Science

How Sherlock Holmes Inspired the KGB's Poisonous Methods

A deadly plant used to kill a Russian expat was once investigated by Arthur Conan Doyle.

by Yasmin Tayag

Alexander Perepilichnyy was a Russian expat out on a jog near his mansion in Surrey, England in 2012, when he suddenly collapsed and died. Perepilichnyy, 44, was in robust health but local officials shrugged the incident off as not suspicious.

To Sherlock Holmes, however, this would have been anything but ordinary. Perepilichnyy exhibited signs of deliberate poisoning with the potent Gelsemium elegans, a plant Holmes encountered in 1910’s “The Adventure of the Devil’s Foot” in 1910 (albeit under a different name). The plant is — then as now — favored by Russian and Asian assassins. Add to that the fact that Perepilichnyy was a banker in hiding after exposing the shady tax dealings of the Russian state and Mafia, and the game was afoot.

“That one’s been known as a poison for a long time,” Michael Balick, Ph.D., an expert on poisonous plants and the Vice President for Botanical Science at the New York Botanical Garden, tells Inverse. Arthur Conan Doyle, the real-life physician-author behind Sherlock Holmes, had even tested Gelsemium’s therapeutic uses on himself, publishing his findings in the British Medical Journal in 1879. Self-experimentation aside, Conan Doyle’s interest in the plant wasn’t all that strange: By the mid-1800s, it was already known as a nervous system relaxant, used in folk medicine to treat neuralgia together with illnesses like pneumonia and pleurisy. The failure of Britain’s top police force to identify the toxin seems like a gaffe worthy of Conan Doyle’s bumbling caricature of Scotland Yard. But Dr. Lewis S. Nelson, a toxicologist and co-author of the Handbook of Poisonous and Injurious Plants, warns against being too haughtily Sherlockian in our judgment.

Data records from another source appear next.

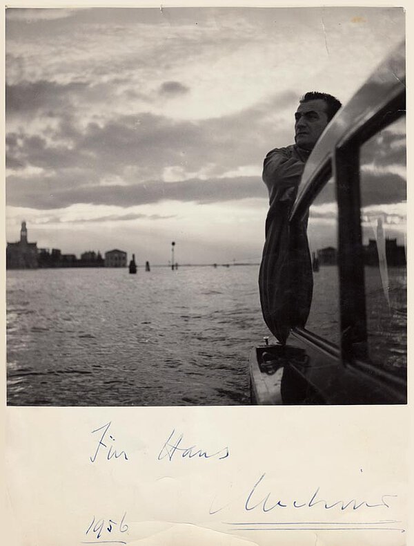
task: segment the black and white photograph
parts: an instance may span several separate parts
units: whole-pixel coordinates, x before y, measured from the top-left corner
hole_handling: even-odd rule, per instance
[[[6,9],[8,405],[406,404],[405,22]]]

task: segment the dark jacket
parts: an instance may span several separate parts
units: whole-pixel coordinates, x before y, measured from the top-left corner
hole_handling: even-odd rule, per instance
[[[304,326],[312,301],[308,218],[297,225],[288,223],[308,155],[293,145],[271,150],[264,160],[263,180],[270,206],[259,288],[264,321],[282,343],[292,328]]]

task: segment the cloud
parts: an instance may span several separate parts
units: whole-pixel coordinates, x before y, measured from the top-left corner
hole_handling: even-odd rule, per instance
[[[30,184],[9,180],[6,189],[8,205],[46,210],[65,208],[74,203],[127,207],[164,200],[213,203],[266,196],[264,185],[259,178],[251,176],[152,182],[133,186],[82,186],[75,189],[65,187],[58,178],[46,184],[48,191],[39,192]]]
[[[90,223],[102,223],[104,222],[119,222],[129,221],[131,220],[168,220],[175,218],[176,215],[163,215],[163,214],[141,214],[129,213],[128,214],[108,214],[105,216],[97,216],[96,218],[65,218],[62,220],[59,216],[52,216],[46,221],[39,222],[39,224],[84,224]]]
[[[164,82],[159,88],[159,94],[166,95],[185,95],[188,93],[190,88],[179,82]]]

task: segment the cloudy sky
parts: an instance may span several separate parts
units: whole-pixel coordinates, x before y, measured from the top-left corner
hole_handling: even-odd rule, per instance
[[[299,97],[346,102],[404,35],[397,8],[8,9],[7,240],[259,261]]]

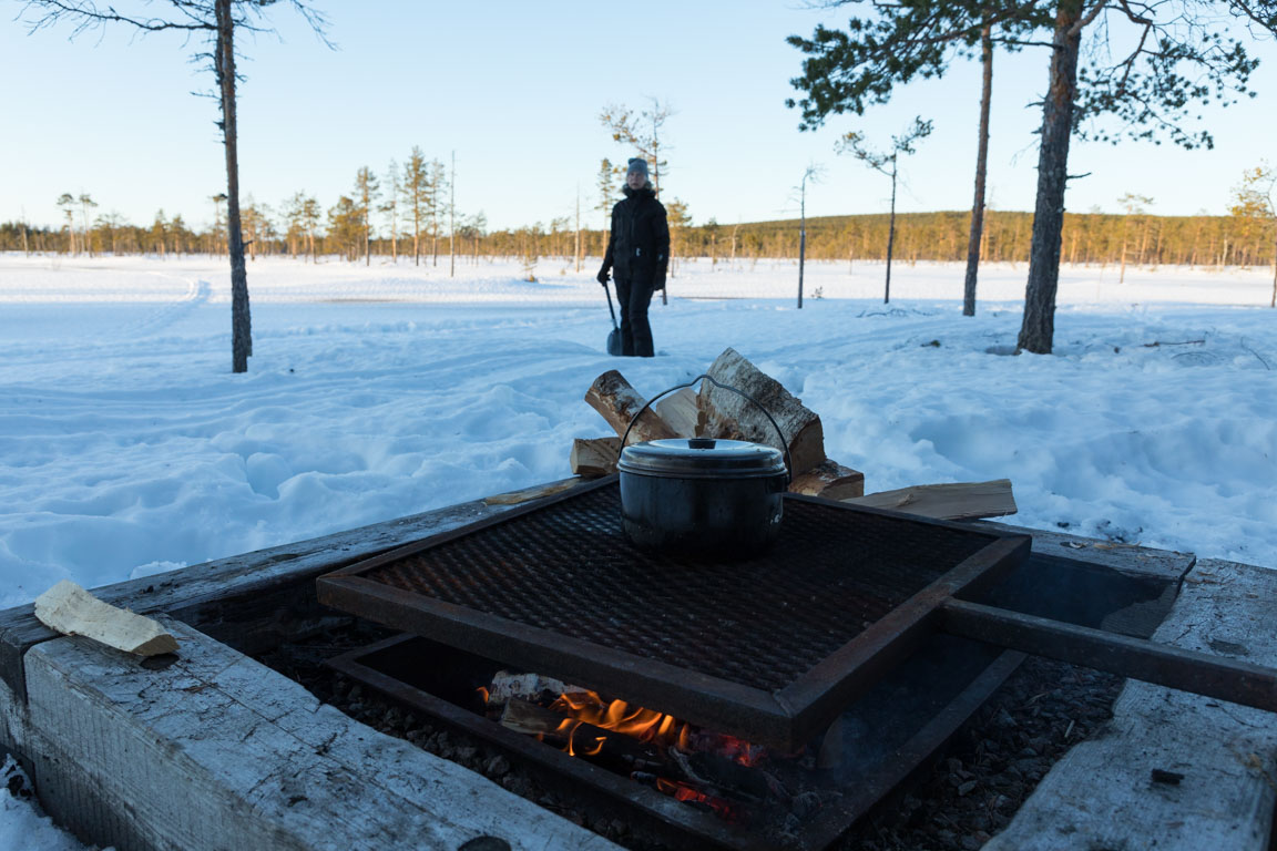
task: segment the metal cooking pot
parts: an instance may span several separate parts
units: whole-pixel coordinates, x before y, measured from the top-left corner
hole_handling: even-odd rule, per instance
[[[753,398],[709,375],[653,397],[621,439],[621,521],[635,546],[665,555],[734,560],[756,555],[780,533],[789,487],[789,450],[746,440],[674,438],[627,447],[630,430],[660,397],[705,379],[753,404]]]

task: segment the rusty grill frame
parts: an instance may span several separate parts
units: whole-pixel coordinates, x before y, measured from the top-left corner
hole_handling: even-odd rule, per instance
[[[997,582],[1029,554],[1031,538],[976,529],[896,512],[787,494],[787,508],[807,503],[840,519],[877,515],[902,529],[953,529],[987,541],[885,616],[825,656],[780,689],[764,690],[658,658],[614,649],[507,618],[478,611],[369,578],[406,558],[536,512],[614,487],[616,476],[535,500],[502,515],[434,536],[326,574],[317,581],[319,602],[395,629],[432,638],[524,670],[557,676],[603,694],[624,697],[692,723],[774,748],[797,750],[827,727],[885,672],[936,629],[937,615],[956,595],[974,595]],[[834,517],[834,515],[831,515]],[[619,528],[619,521],[618,521]],[[704,601],[706,606],[713,601]],[[796,615],[797,616],[797,615]]]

“A bright poisoner would be able to identify it as a plant that could be used to hurt somebody, as many plants are,” he tells Inverse, but he adds that the plant’s active ingredient — an alkaloid known as gelsemine — is only easy to find “if you know what you’re looking for.” The compound kills discreetly, in a mechanism similar to strychnine’s: Both plant-based compounds act on the brain to cause seizures and their accompanying convulsions, later paralyzing the spinal cord and its related organs — including the lungs. The ultimate cause of death is, most often, asphyxiation, though if Perepilichnyy’s case is any indication, it’s not always so easily identified. His official cause of death is still listed as unknown.

It’s likely that the ongoing investigations will lead to official finger pointing, given the especially foreign nature of the substance. The gelsemine purportedly used to kill Perepilichnyy is derived from G. elegans, a plant native to Asia and known as “heartbreak grass” because of its suicide-aiding properties, but other species within the Gelsemium family of shrubs include G. sempervirens and G. rankinii, both of which are native to North America and are occasionally featured in home gardens for their beautiful yellow flowers. It would not have been found naturally in Surrey, where Perepilichnyy was most likely murdered by the mob.

But for every killer compound like gelsemine, there are multiple other toxins that can do the same. As Balick points out, there are an estimated 420,000 species of higher plants on the planet, and thousands containing poisonous alkaloids, some of which could be used for illicit purposes, in the same way as gelsemine. Even Sherlock Holmes couldn’t keep track of all of their effects. But consider that Holmes was also a serious cocaine addict, one that had difficulty drawing the line between what constituted therapeutic use and self-harm. In his view — one that both Balick and Lewis share — all compounds are neutral, and it’s the amount ingested that makes them poisonous. How else would the substance driving Conan Doyle’s investigations into neuralgia treatment also wind up in the corpse of a Russian mafia hit?